Un prêtre colombien, Père Dario Escobar, après des années de vie active, a choisi la vie en solitaire. Il s’est installé dans la vallée Kadisha – une des plus belles régions du Moyen Orient.
Kadisha est une pittoresque vallée au Nord du Liban sur le chemin vers la réserve des cèdres bibliques. Le calme et le panorama, à couper le souffle, rendent le lieu propice à la méditation. Depuis des siècles, c’est donc l’endroit qui abrite les couvents et les ermitages. C’est la raison pour laquelle Kadisha en syriaque signifie la Sainte.

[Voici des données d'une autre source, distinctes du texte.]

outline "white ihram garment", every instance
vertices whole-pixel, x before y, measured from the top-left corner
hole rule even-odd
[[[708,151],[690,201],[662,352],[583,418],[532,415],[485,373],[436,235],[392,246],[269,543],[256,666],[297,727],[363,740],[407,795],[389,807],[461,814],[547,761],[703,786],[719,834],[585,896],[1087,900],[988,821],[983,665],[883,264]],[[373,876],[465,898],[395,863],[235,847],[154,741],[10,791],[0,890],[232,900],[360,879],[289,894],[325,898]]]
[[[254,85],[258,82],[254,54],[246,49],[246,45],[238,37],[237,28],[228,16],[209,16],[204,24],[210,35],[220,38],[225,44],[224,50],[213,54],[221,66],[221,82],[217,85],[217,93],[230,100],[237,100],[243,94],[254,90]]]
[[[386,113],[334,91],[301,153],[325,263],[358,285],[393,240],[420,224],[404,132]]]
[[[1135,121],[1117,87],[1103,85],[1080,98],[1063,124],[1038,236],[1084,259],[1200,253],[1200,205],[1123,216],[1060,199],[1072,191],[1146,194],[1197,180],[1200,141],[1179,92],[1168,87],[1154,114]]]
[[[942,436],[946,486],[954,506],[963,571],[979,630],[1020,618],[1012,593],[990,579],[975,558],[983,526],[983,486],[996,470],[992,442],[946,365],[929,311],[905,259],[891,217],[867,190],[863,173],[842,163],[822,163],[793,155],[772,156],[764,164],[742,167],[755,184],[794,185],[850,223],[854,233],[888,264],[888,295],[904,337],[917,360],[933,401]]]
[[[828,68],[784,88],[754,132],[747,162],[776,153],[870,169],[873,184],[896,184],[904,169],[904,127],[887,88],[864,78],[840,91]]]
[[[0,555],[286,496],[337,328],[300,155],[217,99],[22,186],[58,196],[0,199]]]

De Haouqa, un village entre Ehden et Becharre, il faut descendre à peu près 1 km en prenant des escaliers rocheux jusqu’à l’église Notre-Dame et les ruines d’une ancienne école de 1624, où jadis, on enseignait six langues. En partie construite dans plusieurs grottes, creusées par la nature dans la montagne, elle est devenue un asile pour le Père Dario Escobar, un Colombien, qui depuis dix ans mène une vie d’ermite.
Memento mori
Le lieu est significatif, car le Père Dario lui-même est ancien professeur de théologie et psychologue clinique, spécialiste de la thérapie de couple, connaissant diverses langues étrangères, y compris le dialecte indien Guajiro, les langues anciennes et l’allemand, qu’il a appris pour pouvoir lire les livres du cardinal Ratzinger, aujourd’hui le pape Benoit XVI.
Habillé en noir, avec une longue barbe grise, le père Dario affiche un air sombre. Si quelqu'un n’est pas prévenu de son existence, il pourrait même faire peur. Toutefois sa nature gaie, son sourire et son sens de l’humour mettent tout de suite à l’aise. Costaud, droit, il ne fait pas ses 75 ans.

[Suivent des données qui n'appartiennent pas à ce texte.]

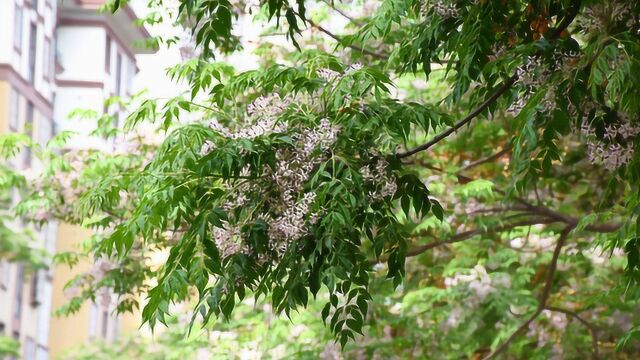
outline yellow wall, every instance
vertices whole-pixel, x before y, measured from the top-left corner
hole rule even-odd
[[[69,224],[60,224],[56,239],[56,252],[78,251],[77,244],[91,236],[88,230]],[[89,270],[90,264],[80,262],[72,269],[66,265],[58,265],[53,273],[53,292],[51,308],[53,311],[69,301],[64,286],[76,274]],[[49,357],[58,359],[69,348],[78,347],[88,340],[89,304],[84,304],[78,313],[69,317],[52,316],[49,331]]]
[[[91,231],[80,226],[60,224],[56,241],[56,252],[77,252],[78,246],[91,236]],[[81,261],[73,268],[66,265],[58,265],[53,275],[53,300],[52,309],[55,311],[65,305],[70,297],[65,294],[65,285],[76,275],[89,271],[92,265],[89,261]],[[85,303],[76,314],[69,317],[51,318],[51,330],[49,332],[49,355],[51,359],[62,359],[70,350],[77,349],[87,343],[89,338],[89,317],[91,304]],[[140,314],[121,314],[119,319],[119,337],[123,338],[138,331]]]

L’endroit est charmant avec un vieux noisetier, un petit jardin et un panorama de vallée magnifique. En haut des ruines de l’école, père Dario a arrangé une minuscule cuisine et un bureau, bourré de livres religieux et de dictionnaires. La bibliothèque est dominée par un crâne.
« Memento mori. Pour me rappeler de la mort », dit-il.

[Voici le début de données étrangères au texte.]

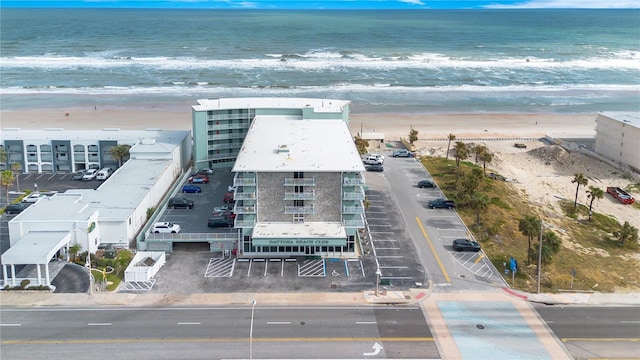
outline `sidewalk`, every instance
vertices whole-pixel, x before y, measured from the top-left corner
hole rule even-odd
[[[628,305],[640,306],[640,292],[599,293],[599,292],[560,292],[531,294],[523,291],[503,288],[504,292],[529,302],[553,305]]]

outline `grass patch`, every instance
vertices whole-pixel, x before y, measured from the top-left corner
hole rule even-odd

Sur la fenêtre, un drapeau d’un parti libanais de la région sert de rideau. Sur la porte, il a écrit que toutes photos sont interdites. « Mon ami m’a dit que mon profil a été créé sur Facebook, désormais j’ai décidé de limiter mes contacts avec les visiteurs et surtout je ne veux plus être photographié» raconte-t-il gêné. Il dort dans une grotte, sur un tapis de paille. Une pierre lui sert de coussin. Sur une étagère creusée dans la roche, on trouve des habits spéciaux pour l’exercice de mortification et de pénitence. Pendant l’année il observe 6 carêmes. Ses journées commencent à minuit et sont constituées de 14 heures de prières, trois heures de travail, deux d’études, cinq de sommeil, coupées par un repas végétarien.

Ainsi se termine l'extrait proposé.